Identification and Development of an Age-Related Classification and Signature to Predict Prognosis and Immune Landscape in Osteosarcoma

Jinjiong Hong; Xiaofeng Wang; Liang Yu; Jie Li; Haoliang Hu; Weisheng Mao

doi:10.1155/2022/5040458

Identification and Development of an Age-Related Classification and Signature to Predict Prognosis and Immune Landscape in Osteosarcoma

J Oncol. 2022 Oct 12:2022:5040458. doi: 10.1155/2022/5040458. eCollection 2022.

Authors

Jinjiong Hong¹, Xiaofeng Wang¹, Liang Yu², Jie Li³, Haoliang Hu¹, Weisheng Mao¹

Affiliations

¹ Department of Hand Surgery, Department of Plastic Reconstructive Surgery, Ningbo No. 6 Hospital, Ningbo 315040, China.
² Department of Spine Surgery, Ningbo No. 6 Hospital, Ningbo 315040, China.
³ Department of Orthopedics, Ningbo Medical Center Lihuili Hospital, Ningbo 315040, China.

Abstract

Background: In childhood and adolescence, the prevailing bone tumor is osteosarcoma associated with frequent recurrence and lung metastasis. This research focused on predicting the survival and immune landscape of osteosarcoma by developing a prognostic signature and establishing aging-related genes (ARGs) subtypes.

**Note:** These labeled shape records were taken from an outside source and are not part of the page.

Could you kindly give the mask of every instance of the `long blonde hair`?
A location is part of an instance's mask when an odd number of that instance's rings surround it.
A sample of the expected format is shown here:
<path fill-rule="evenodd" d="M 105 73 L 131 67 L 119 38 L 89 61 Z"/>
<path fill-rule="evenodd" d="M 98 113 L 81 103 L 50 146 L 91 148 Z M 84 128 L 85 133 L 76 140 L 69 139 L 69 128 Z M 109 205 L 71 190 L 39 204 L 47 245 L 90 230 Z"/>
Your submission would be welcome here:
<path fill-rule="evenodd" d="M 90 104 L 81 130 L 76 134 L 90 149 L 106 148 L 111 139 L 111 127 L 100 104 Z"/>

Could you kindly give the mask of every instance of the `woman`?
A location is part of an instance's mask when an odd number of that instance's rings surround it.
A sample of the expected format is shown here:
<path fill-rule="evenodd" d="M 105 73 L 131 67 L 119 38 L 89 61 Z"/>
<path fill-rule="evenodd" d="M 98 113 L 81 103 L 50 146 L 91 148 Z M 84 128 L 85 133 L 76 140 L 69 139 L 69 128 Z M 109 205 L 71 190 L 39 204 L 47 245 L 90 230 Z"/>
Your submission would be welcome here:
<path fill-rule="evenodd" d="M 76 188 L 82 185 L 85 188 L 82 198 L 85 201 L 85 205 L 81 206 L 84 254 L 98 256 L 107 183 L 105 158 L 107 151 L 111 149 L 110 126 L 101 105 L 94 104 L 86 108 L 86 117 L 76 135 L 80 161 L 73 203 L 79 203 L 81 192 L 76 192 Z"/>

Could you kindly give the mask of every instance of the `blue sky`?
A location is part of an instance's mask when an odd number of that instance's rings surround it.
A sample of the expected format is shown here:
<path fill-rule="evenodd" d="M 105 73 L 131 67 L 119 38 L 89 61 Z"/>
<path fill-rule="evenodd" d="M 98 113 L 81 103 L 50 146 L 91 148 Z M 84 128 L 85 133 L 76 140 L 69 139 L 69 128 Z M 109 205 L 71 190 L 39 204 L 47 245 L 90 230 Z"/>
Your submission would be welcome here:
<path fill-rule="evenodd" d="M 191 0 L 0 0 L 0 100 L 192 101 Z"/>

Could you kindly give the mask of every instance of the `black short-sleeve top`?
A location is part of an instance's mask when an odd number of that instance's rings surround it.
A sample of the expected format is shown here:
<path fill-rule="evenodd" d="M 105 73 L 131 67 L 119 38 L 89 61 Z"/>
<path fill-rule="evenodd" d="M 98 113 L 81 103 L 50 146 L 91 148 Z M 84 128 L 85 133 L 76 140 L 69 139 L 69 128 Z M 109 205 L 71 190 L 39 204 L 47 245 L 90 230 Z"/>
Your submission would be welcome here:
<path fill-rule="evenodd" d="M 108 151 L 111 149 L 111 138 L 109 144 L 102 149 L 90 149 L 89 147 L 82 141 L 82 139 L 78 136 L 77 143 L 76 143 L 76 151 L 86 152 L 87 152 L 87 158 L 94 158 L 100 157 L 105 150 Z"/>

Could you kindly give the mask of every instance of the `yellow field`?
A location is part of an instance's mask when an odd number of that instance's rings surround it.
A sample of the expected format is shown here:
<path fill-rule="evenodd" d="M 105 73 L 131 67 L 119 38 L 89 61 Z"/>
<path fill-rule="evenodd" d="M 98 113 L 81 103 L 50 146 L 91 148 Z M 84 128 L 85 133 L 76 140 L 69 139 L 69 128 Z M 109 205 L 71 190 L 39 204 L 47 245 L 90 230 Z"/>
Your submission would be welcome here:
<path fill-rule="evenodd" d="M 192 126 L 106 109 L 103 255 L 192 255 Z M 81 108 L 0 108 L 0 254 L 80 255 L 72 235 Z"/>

Methods: The training group comprised of the transcriptomic and associated clinical data of 84 patients with osteosarcoma accessed at the TARGET database and the validation group consisted of 53 patients from GSE21257. The aging-related subtypes were identified using unsupervised consensus clustering analysis. The ARG signature was developed utilizing multivariate Cox analysis and LASSO regression. The prognostic value was assessed using the univariate and multivariate Cox analyses, Kaplan-Meier plotter, time-dependent ROC curve, and nomogram. The functional enrichment analyses were performed by GSEA, GO, and KEGG analysis, while the ssGSEA, ESTIMATE, and CIBERSORT analyses were conducted to reveal the immune landscape in osteosarcoma.

Results: The two clusters of osteosarcoma patients formed based on 543 ARGs, depicted a considerable difference in the tumor microenvironment, and the overall survival and immune cell infiltration rate varied as well. Among these, the selected 23 ARGs were utilized for the construction of an efficient predictive prognostic signature for the overall survival prediction. The testing in the validation group of osteosarcoma patients confirmed the status of the high-risk score as an independent indicator for poor prognosis, which was already identified as such using the univariate and multivariate Cox analyses. Furthermore, the ARG signature could distinguish different immune-related functions, infiltration status of immune cells, and tumor microenvironment, as well as predict the immunotherapy response of osteosarcoma patients.

Conclusion: The aging-related subtypes were identified and a prognostic signature was developed in this research, which determined different prognoses and allowed for treatment of osteosarcoma patients to be tailored. Additionally, the immunotherapeutic response of individuals with osteosarcoma could also be predicted by the ARG signature.